Please consult the extensive Gromacs documentation for details on the implementation.
Finally, all these files (.gro, .top, .mdp) need to be transformed into a run input file (.tpr). The .tpr is a single file containing all the relevant information (about the system, about the force field, and about the simulation) to run. We use the Gromacs program grompp to generate it:
gmx grompp -f options.mdp -c solvated.gro -p esculentin.top -o esculentin.tpr |
The resulting esculentin.tpr input file is the only file we need to feed to Gromacs to run our simulation.

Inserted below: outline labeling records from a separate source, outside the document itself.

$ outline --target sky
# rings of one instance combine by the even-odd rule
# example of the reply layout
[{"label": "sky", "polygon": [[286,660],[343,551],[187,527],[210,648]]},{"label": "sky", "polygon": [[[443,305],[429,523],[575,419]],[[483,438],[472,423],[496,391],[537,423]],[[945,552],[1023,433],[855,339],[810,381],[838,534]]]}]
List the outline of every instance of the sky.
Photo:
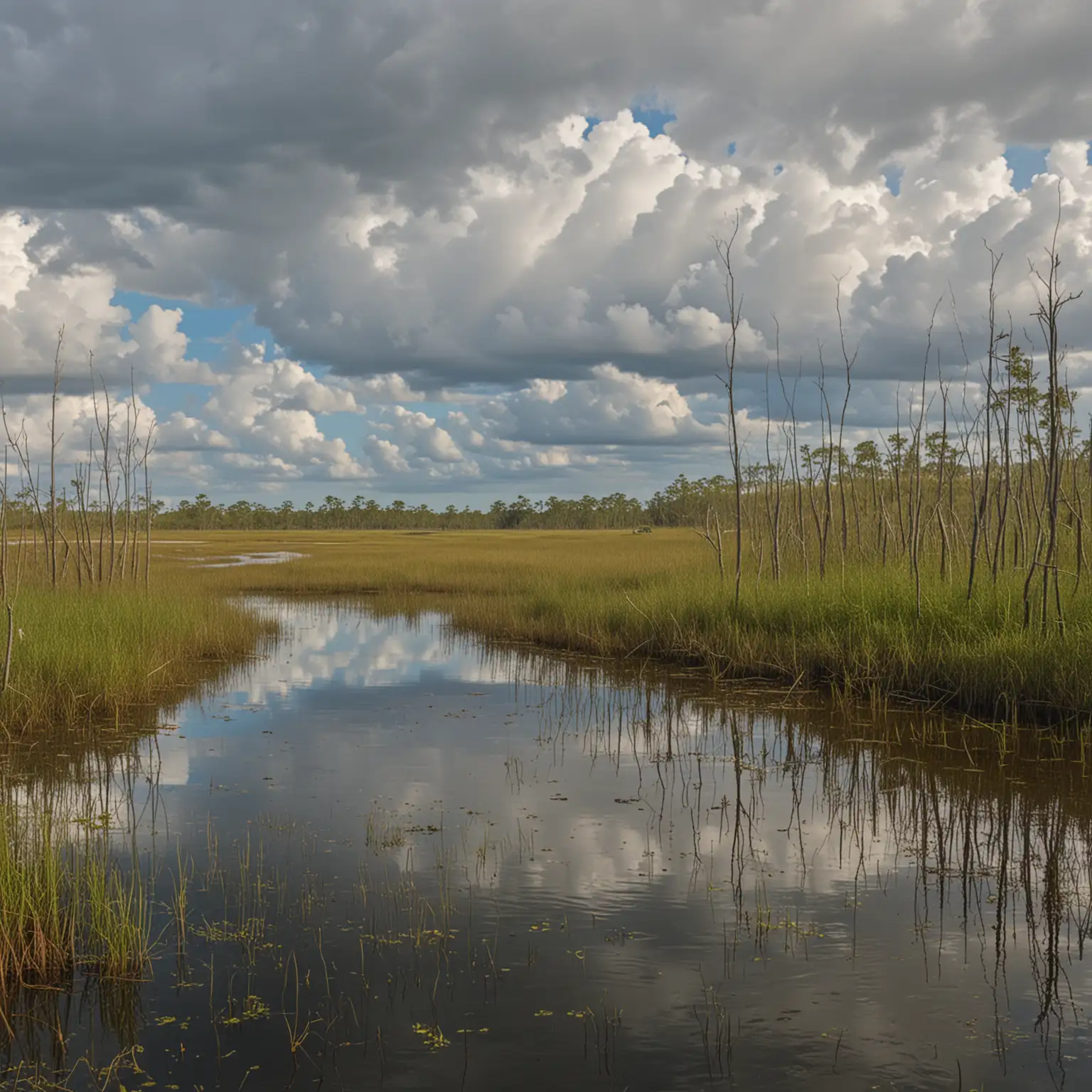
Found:
[{"label": "sky", "polygon": [[[986,247],[1038,354],[1059,203],[1092,273],[1090,55],[1087,0],[0,0],[4,412],[48,460],[63,324],[62,458],[94,375],[168,502],[646,498],[731,470],[737,215],[745,459],[843,335],[847,443],[923,367],[973,412]],[[1092,293],[1063,340],[1092,392]]]}]

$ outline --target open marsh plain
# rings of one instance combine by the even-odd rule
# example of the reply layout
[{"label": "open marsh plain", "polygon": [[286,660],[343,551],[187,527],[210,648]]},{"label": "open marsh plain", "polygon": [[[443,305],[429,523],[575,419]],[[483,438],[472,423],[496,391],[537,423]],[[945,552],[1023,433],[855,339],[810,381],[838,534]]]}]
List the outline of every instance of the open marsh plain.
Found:
[{"label": "open marsh plain", "polygon": [[[716,595],[693,536],[170,537],[164,603],[277,637],[152,721],[9,740],[7,815],[98,925],[7,984],[5,1087],[1092,1076],[1079,735],[607,655],[657,581]],[[596,582],[617,619],[545,650]]]}]

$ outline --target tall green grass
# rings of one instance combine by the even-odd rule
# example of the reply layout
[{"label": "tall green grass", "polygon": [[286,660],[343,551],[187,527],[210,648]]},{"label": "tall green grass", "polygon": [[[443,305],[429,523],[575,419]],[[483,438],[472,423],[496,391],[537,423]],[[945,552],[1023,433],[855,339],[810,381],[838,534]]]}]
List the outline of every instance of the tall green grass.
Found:
[{"label": "tall green grass", "polygon": [[[179,536],[181,537],[181,536]],[[440,607],[464,631],[595,655],[701,666],[717,677],[830,685],[1009,723],[1092,716],[1092,595],[1069,596],[1064,631],[1023,626],[1023,577],[1001,572],[968,602],[952,574],[850,562],[819,580],[745,570],[738,606],[692,533],[396,532],[236,535],[225,554],[292,548],[277,566],[193,573],[210,594],[378,596]],[[210,549],[207,535],[200,547]],[[179,569],[191,553],[171,547]]]},{"label": "tall green grass", "polygon": [[151,950],[139,876],[114,863],[105,836],[70,838],[52,812],[0,803],[0,1020],[20,987],[75,970],[135,978]]},{"label": "tall green grass", "polygon": [[153,587],[28,582],[15,606],[8,735],[58,723],[129,723],[252,654],[271,624],[185,581]]}]

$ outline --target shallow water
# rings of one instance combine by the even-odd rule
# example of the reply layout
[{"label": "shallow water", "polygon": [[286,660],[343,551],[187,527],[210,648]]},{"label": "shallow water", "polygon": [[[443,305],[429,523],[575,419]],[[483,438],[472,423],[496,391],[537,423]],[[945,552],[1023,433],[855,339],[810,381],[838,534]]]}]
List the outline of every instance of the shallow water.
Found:
[{"label": "shallow water", "polygon": [[131,987],[24,999],[13,1066],[72,1088],[124,1051],[109,1087],[1088,1087],[1092,807],[1069,780],[436,616],[270,609],[269,660],[61,793],[150,877],[157,953]]}]

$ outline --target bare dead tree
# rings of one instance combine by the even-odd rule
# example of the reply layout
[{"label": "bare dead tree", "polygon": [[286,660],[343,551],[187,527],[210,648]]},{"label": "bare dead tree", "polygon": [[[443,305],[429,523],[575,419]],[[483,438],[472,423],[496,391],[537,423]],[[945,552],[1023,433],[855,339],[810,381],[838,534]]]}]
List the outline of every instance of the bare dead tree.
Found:
[{"label": "bare dead tree", "polygon": [[735,509],[736,509],[736,591],[735,591],[735,605],[739,606],[739,583],[743,580],[743,567],[744,567],[744,535],[743,535],[743,474],[739,466],[739,428],[736,423],[736,397],[735,397],[735,380],[736,380],[736,354],[738,349],[739,342],[739,322],[741,318],[743,310],[743,296],[736,300],[736,275],[735,271],[732,269],[732,248],[735,245],[736,237],[739,235],[739,210],[736,210],[735,225],[732,229],[732,236],[725,241],[722,239],[714,239],[714,246],[716,247],[716,252],[724,262],[725,268],[725,283],[724,292],[727,297],[728,302],[728,325],[731,329],[731,335],[728,339],[728,344],[724,347],[724,360],[727,366],[728,378],[724,379],[719,376],[717,378],[727,388],[728,391],[728,415],[732,418],[732,475],[735,478],[736,485],[736,496],[735,496]]},{"label": "bare dead tree", "polygon": [[[1080,299],[1083,293],[1066,292],[1058,282],[1058,269],[1061,265],[1061,257],[1058,253],[1058,230],[1061,227],[1061,180],[1058,180],[1058,215],[1054,224],[1054,235],[1051,238],[1049,249],[1046,251],[1047,273],[1044,276],[1033,264],[1029,262],[1031,272],[1038,281],[1036,295],[1038,307],[1034,316],[1038,321],[1043,340],[1046,343],[1046,367],[1047,367],[1047,464],[1046,483],[1044,489],[1043,503],[1046,508],[1047,531],[1046,531],[1046,556],[1042,562],[1043,569],[1043,601],[1041,605],[1040,621],[1045,629],[1047,625],[1047,598],[1049,583],[1053,578],[1055,624],[1059,632],[1065,628],[1065,619],[1061,609],[1061,593],[1058,587],[1058,495],[1061,487],[1061,418],[1060,412],[1064,408],[1063,401],[1065,391],[1059,382],[1058,370],[1065,358],[1058,340],[1058,316],[1061,309],[1076,299]],[[1037,551],[1036,551],[1037,554]]]}]

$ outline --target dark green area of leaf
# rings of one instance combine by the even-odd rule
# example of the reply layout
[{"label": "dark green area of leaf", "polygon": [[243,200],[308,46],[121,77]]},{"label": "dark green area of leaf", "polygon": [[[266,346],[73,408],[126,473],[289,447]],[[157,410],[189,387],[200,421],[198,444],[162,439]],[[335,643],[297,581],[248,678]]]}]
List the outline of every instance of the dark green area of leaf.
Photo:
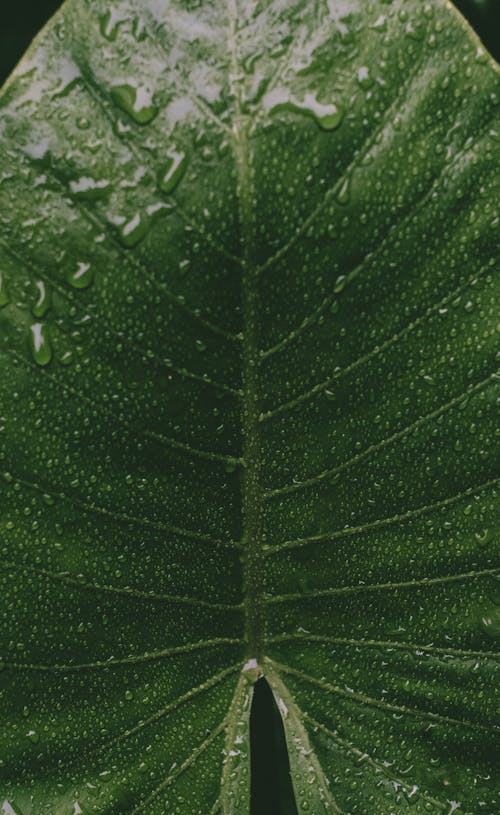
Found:
[{"label": "dark green area of leaf", "polygon": [[[494,57],[500,57],[498,0],[453,0]],[[0,13],[0,84],[14,68],[28,43],[61,5],[61,0],[17,0]]]},{"label": "dark green area of leaf", "polygon": [[499,85],[441,0],[68,0],[6,85],[4,813],[248,815],[264,675],[301,815],[496,815]]}]

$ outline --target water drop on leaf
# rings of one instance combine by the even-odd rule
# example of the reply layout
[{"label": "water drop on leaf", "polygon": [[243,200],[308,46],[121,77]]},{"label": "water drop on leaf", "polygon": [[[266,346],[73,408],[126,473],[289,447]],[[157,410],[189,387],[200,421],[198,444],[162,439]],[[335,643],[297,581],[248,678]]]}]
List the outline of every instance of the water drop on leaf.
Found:
[{"label": "water drop on leaf", "polygon": [[48,365],[52,359],[52,348],[47,336],[47,327],[43,323],[31,326],[31,353],[37,365]]}]

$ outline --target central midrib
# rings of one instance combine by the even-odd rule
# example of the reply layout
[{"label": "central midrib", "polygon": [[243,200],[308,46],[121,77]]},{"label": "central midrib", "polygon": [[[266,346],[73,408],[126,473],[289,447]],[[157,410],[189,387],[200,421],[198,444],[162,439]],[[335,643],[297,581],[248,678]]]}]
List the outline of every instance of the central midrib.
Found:
[{"label": "central midrib", "polygon": [[264,649],[263,566],[262,556],[262,454],[259,406],[258,324],[260,297],[258,264],[254,258],[255,201],[252,156],[248,137],[248,117],[241,104],[240,69],[236,48],[236,0],[228,0],[229,42],[231,49],[231,91],[235,104],[233,150],[237,170],[237,196],[242,239],[242,374],[243,397],[241,427],[245,467],[242,481],[241,561],[245,609],[247,657],[262,661]]}]

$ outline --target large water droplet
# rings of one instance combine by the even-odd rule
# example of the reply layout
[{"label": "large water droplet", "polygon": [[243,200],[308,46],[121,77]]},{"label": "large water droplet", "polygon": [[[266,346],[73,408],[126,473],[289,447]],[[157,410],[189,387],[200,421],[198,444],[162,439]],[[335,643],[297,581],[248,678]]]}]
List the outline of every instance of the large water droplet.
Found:
[{"label": "large water droplet", "polygon": [[71,269],[66,280],[74,289],[86,289],[94,279],[94,270],[90,263],[78,263],[76,269]]},{"label": "large water droplet", "polygon": [[106,179],[96,181],[95,178],[89,176],[81,176],[69,182],[69,188],[76,198],[90,201],[101,198],[109,191],[110,186],[110,182]]},{"label": "large water droplet", "polygon": [[38,300],[31,311],[34,317],[44,317],[50,308],[50,290],[43,280],[37,280],[35,286],[38,289]]},{"label": "large water droplet", "polygon": [[125,246],[136,246],[147,235],[148,230],[149,218],[136,212],[130,220],[125,220],[120,225],[120,240]]},{"label": "large water droplet", "polygon": [[180,150],[170,150],[167,153],[168,161],[160,174],[160,189],[163,192],[172,192],[186,172],[187,157]]},{"label": "large water droplet", "polygon": [[270,113],[279,110],[288,110],[310,116],[322,130],[334,130],[344,117],[344,111],[334,103],[323,104],[313,93],[306,93],[303,102],[299,102],[289,95],[288,91],[277,88],[265,97],[264,106]]},{"label": "large water droplet", "polygon": [[33,323],[31,326],[31,353],[37,365],[48,365],[52,359],[52,348],[47,335],[47,328],[43,323]]},{"label": "large water droplet", "polygon": [[158,113],[158,108],[153,104],[151,94],[146,88],[133,84],[115,85],[111,89],[111,96],[137,124],[148,124]]},{"label": "large water droplet", "polygon": [[9,303],[9,295],[7,294],[7,287],[5,285],[5,277],[3,276],[2,272],[0,272],[0,308],[6,306]]},{"label": "large water droplet", "polygon": [[114,42],[122,22],[123,18],[120,17],[117,9],[111,8],[106,14],[103,14],[99,20],[99,28],[103,37],[106,37],[110,42]]}]

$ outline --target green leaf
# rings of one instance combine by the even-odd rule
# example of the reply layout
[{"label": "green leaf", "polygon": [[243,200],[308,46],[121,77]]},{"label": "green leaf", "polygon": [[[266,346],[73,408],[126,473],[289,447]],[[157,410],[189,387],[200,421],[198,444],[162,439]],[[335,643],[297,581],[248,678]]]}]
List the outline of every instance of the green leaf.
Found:
[{"label": "green leaf", "polygon": [[7,815],[498,812],[498,70],[442,0],[68,0],[0,118]]}]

In order to submit the job, we need to compose a shell script including module preparation and the Gaussian command. We will use the script esculentin.slm:
#!/bin/bash #SBATCH -J esculentin #SBATCH -e esculentin.err #SBATCH -o esculentin.out #SBATCH --ntasks=24 modulue purge module load apps/gromacs/2018.1 INPUT_DIR=${PWD} OUTPUT_DIR=${PWD} date cd $TMPDIR cp -r $INPUT_DIR $TMPDIR mpirun -np 24 gmx_mpi mdrun -s esculentin.trp cp ./* $OUTPUT_DIR date |
A brief reminder of LSF files structure:
We need to upload the LSF script and run input file onto the HPC storage. From our local directory holding the files, we will use this command:
scp -P 2122 esculentin.lsf esculentin.tpr youruser@hpc.csuc.cat:/home/youruser/ |
If you want to send the files to a different path, just make sure you create the appropriate directory in advance. This path should match the cd instruction in your shell script.
scp -P 2122 [input file(s)] youruser@hpc.csuc.cat:/home/youruser/your_chosen_path/ |
To launch the job, we remotely log in to the HPC facilities. From any terminal:
ssh -p2122 youruser@hpc.csuc.cat |
We will arrive at our /home/youruser/ directory. If we have uploaded the files to a different directory, we should move to it.
cd /your_chosen_path/ |
To launch the job, we send the esculentin.slm script to sbatch:
sbatch esculentin.slm |
SLURM will automatically send the job to a queue that meets its requirements. If we want to submit it to a specific queue, we use -p. For instance:
sbatch esculentin.slm -p std |
For an overview of the queues and their limitations:
sinfo |
To check on the job status:
squeue |
The output of this command looks like this:
JOBID PARTITION NAME USER ST TIME NODES NODELIST(REASON) 1933 std nematic user_name R 1:40:15 1 pirineus1 |
We can cancel a pending or running job:
scancel yourJOBID |
We can add the line "#SBATCH --mail-user=user@mail.com" to our slm file to receive an email notification when the job is complete. |
To retrieve the output files, we run the relevant commands in terminal (from the local directory where we want to download the files):
scp -P 2122 youruser@hpc.csuc.cat:/your_chosen_path/md.log . scp -P 2122 youruser@hpc.csuc.cat:/your_chosen_path/traj.trr . scp -P 2122 youruser@hpc.csuc.cat:/your_chosen_path/topol.tpr . scp -P 2122 youruser@hpc.csuc.cat:/your_chosen_path/ener.edr . |
The protocol sftp provides a friendlier alternative that allows real time file management over a ssh connection.
Each of these files contains specific information about the run.
Gromacs incorporates a large number of programs to analyse the simulation. As an example, we will check the α-helix structure presented by esculentin.
First, we need to transform the trajectory file to remove periodic boundary conditions:
gmx trjconv -pbc mol -center |
When prompted for a centring group and an output group, we choose "System".
Then we generate an index file containing the protein:
gmx make_ndx -f solvated.gro |
Since default groups are enough for this example, when in interactive mode press q and enter to finish.
And finally, to generate α-helix statistics we use
gmx helix |
This will generate a number of plots (in Grace format) and other output files.